There are many factors that influence customers to buy tours. However, checkout fees aren’t one of them in our experience.  

For most businesses in the travel, hospitality, or event industries, the average rate is between 2.63% and 4.31%.

Improving your conversion rate by even 0.5% can lead to thousands of dollars in new revenue.

In this post, we’re diving deep into the psychology of pricing to understand why people buy, as well as sharing tactics you can use today to sell more experiences while increasing profitability.   

Understanding Pricing Psychology

Emotions are the real purchasing drivers.

What many business owners and marketers forget is that conversion rate optimization is a process NOT a goal. If you want to stay in business for the long haul, it is about establishing relationships with your customers NOT about how you can increase your conversion rate from 2% to 4% in the next quarter.

This is especially true for service businesses. Whether you sell a zipline tour across a canyon in the Pacific Northwest, a Game of Thrones inspired escape room game in Nashville or a whitewater rafting adventure in the Rockies, you are selling experiences. To take it a step further you are selling the emotions behind the experience. (i.e excitement, having a fun afternoon with friends, etc.).  

This means that when it comes to pricing, look to other companies that sell experiences such as professional sports leagues, concerts, and even airlines.

Here are three proven tactics you can use to sell more experiences.

Scarcity

When you are looking to buy a plane ticket, have you ever noticed something like, “only 1 ticket left” next to the price. That’s the scarcity principle in action. We naturally place more value in things that are rare or scarce. 

For example, if you run a whitewater rafting company, and you only have 1 instructor and you only do three 8-person trips each day, you can only sell 24 tickets a day. This means if you have sold 20 tickets three weeks out, consider adding a sense of urgency for the remaining 4 tickets as the demand will likely be higher than the supply. 

Anchoring

Have you ever noticed how people are willing to wait for 75 minutes in 95 degree heat to ride Splash Mountain – a 2 minute ride – at Disney World?

This is purely an emotional decision. No amount of logic can convince someone to spend 75 minutes for such a short experience.

Disney is a master at anchoring. They know how to persuade people to spend way more than they usually would spend (both in time and money) for experiences.  

Studies show that the more a person invests in an experience, the more likely they are to truly value it and talk about it with their friends. Hence, Disney again!

While counterintuitive, you can do this using tactics that incite FOMO and adding strong social proof elements (i.e. customer photos, testimonials, videos, etc) to your website. This will create hype and instantly make your experience seem more valuable.

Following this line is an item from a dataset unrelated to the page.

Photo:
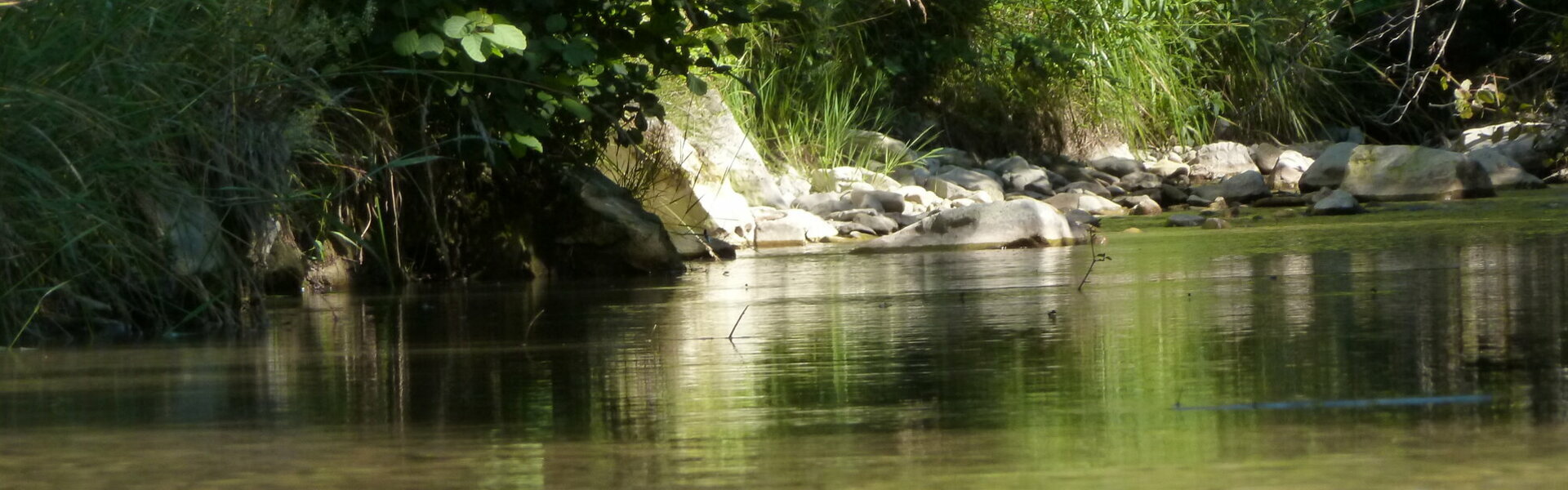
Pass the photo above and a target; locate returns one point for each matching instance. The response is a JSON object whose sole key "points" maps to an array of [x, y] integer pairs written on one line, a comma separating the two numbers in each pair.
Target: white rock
{"points": [[1010, 224]]}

The Baader-Meinhof Phenomenon

The Baader-Meinhof Phenomenon is when you hear something once and then start noticing it everywhere.     

One great example of leveraging this principle at scale is surprise and delight campaigns. They work because they are memorable and out of the ordinary and as a result get more people excited, thinking and talking about your brand.

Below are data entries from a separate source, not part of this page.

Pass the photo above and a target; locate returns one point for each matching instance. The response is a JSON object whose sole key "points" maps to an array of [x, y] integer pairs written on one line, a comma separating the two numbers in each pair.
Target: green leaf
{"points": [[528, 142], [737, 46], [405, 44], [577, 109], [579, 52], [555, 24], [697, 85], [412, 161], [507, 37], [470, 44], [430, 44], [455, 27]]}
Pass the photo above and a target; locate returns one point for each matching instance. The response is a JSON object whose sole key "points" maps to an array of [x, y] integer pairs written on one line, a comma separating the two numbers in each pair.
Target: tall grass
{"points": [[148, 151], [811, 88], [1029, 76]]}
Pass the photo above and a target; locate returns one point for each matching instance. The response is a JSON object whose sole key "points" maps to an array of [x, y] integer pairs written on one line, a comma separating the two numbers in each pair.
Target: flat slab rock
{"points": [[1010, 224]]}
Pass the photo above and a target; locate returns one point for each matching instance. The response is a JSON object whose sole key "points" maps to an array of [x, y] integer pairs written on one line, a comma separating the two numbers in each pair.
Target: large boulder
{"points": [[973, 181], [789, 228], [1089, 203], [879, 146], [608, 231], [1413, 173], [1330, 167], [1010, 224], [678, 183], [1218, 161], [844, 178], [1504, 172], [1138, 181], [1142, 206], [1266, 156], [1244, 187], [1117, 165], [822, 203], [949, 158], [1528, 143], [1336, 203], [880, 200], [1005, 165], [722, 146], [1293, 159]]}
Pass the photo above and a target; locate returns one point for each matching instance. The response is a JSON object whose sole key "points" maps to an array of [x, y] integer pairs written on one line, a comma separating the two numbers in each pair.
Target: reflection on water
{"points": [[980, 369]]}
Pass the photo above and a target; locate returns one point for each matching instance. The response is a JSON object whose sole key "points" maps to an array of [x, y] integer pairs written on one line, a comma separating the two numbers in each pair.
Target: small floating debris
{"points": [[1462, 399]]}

For example, Southwest Airlines is well-known for their surprise and delight efforts from the flight attendant who raps the safety announcement to the orchestrated effort to fulfill a teen’s birthday wish.

People can’t help but talk about these events. Then, when someone hears one of these stories, Southwest Airlines becomes top of mind. They start to pay attention to any mentions of them that they hear. So when it is time to book their next vacation, which airline do you think they are thinking about?

People can’t help but talk about these events. Then, when someone hears one of these stories, Southwest Airlines becomes top of mind. They start to pay attention to any mentions of them that they hear. So when it is time to book their next vacation, which airline do you think they are thinking about?

Conclusion

In sum, checkout fees are rarely the cause of lost sales. Instead, creating better experiences and establishing relationships with your customers.will go a long way in increasing sales and customer loyalty.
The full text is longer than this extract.